The problem is with the rapid succession is that none of these problems are essentially all that much of a problem as in a few minutes there is a resolution to all of the problems. I think they would have been better off choosing one or two particular story arcs versus cramming them all in since by doing that they really cut down on the believability of situations and relationships. Megu was a much bigger problem in the actual manga and anime than what she was in the movie. Like…Oikawa and Muto who were both supposedly in love with Kurosawa quickly become Mei’s friends after the conflicts pass and unfortunately that girl friendship seems less believable due to the amount of time it was actually given. Also, surprisingly enough, it really seemed that Kawaguchi and Ichikawa had better chemistry as Mei and Kai than Kawaguchi had with her leading man. You could actually buy their friendship and if they had become more than friends, it would have been much more believable.
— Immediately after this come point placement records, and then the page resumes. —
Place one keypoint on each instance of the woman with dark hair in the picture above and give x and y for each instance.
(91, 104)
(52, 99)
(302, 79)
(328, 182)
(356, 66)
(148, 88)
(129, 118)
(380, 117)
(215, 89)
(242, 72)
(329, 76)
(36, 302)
I believe that even if I hadn’t read the manga or watched the anime, I still would be disappointed overall thanks to the acting and the way every conflict was rushed without much buildup and a too quick resolution. I’m not sure I can recommend watching this movie. Instead, you would be better off reading the manga or watching the anime. You will get a much more satisfactory plot in the buildup and resolution, plus you’ll also get to meet Kurosawa’s little sister whom Mei also has to get along with and win over as little cutey Kurosawa definitely has a brother complex. She was more cute than annoying though and her bonding with Mei was rather sweet, so I was a bit disappointed she was not in the movie.